Monday, March 30, 2009
I told my friend I was at a loss at how to begin to describe the Mike Daisey monologue I saw Sunday afternoon. I finally just decided to embed a YouTube excerpt above from a show that was protested in 2007, and to repeat below what I told her:
He's like an extremely hyper fat-geek version of Spalding Gray, but with elements of Laurie Anderson and Firesign Theatre thrown in (I don't mean with the latter two that Daisey uses music or audio gimmicks, he just has the same sense of taking banal images and making them seem ominous and apocalyptic that Laurie and FT do). And if you Google him, you'll find a YouTube video of Christian students walking out on his set and a parent pouring water over his organizing notes. Interesting. Makes it brave for him to play seven shows in an evangelical town, but the sellout crowd yesterday was going wild.
Favorite lines (This one a repeated one like the stanza of a song): "What can we do to enable your vision?"
"There were two of me bifurcated at the nose. This half was saying, 'Tell her it doesn't have to be that way. Tell her this is illusory, and all she has to do is stand up and say something.' This half of me is saying, 'Bite your fucking tongue. There is nothing you can do. If you say something, it will simply reinforce her feeling small and powerless, and she'll give you that shrug, and you know you can't bear to see that shrug.' "
"They wanted me to put up a Tesla coil in the main stage after their performances with live rabbits, with each rabbit dressed as Sigmund Freud or Benito Mussolini, wearing little inward-facing vid cams so that their little rabbit faces were projected on giant screens, sporting spontaneous and unexpected relations between the figures of history, as live rabbits often tend to do. When Mussolini died of some plague infesting many of the rabbits, he was dragged off stage. The Village Voice said that this was a metaphor for Mussolini leaving the stage of world history. This is how art is made in America."

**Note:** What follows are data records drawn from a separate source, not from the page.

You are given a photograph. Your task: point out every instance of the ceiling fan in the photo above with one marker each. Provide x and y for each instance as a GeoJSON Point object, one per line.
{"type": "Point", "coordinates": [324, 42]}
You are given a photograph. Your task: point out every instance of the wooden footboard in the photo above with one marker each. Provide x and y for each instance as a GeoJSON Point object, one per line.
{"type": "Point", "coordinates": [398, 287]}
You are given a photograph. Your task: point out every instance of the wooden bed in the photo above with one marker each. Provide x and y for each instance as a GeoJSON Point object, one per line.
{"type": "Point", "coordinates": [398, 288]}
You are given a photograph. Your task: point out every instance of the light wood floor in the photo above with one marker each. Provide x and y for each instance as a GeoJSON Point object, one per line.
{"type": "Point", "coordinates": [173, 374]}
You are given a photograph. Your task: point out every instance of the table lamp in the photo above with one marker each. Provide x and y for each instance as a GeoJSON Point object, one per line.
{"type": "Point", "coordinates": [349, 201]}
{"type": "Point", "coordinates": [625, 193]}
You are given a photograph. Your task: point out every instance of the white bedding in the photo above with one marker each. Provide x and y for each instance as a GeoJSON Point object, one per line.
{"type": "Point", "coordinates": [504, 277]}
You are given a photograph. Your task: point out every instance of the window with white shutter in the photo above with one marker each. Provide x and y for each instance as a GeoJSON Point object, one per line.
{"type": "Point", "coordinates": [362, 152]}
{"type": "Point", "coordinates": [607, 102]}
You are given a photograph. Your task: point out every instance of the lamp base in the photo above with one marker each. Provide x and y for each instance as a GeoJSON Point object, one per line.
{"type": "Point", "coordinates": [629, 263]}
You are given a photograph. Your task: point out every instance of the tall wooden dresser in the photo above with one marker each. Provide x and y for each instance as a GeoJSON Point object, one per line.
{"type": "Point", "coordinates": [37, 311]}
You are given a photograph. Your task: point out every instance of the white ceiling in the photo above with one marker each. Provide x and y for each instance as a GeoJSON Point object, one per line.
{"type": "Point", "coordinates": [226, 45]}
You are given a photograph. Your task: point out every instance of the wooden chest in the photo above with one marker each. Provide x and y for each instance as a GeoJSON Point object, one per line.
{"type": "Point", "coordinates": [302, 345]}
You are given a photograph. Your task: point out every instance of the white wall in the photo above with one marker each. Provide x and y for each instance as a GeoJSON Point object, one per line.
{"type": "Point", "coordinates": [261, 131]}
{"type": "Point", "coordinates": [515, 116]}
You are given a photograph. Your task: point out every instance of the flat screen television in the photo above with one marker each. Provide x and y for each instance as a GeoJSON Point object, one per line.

"I understood why Ray (Ozzie) wanted to de-featurefy Microsoft Office, but this puts people out of work and makes them feel useless. The way people are given gainful employment is by giving them pointless tasks - repetitive ones in heavy industry, feature-adding ones in the information industry - none of which actually help matters. I would much rather see a simple "Stop All This Shit" click box at the top of Microsoft Word - don't do anything, let me be a fucking typewriter. OK? It won't happen."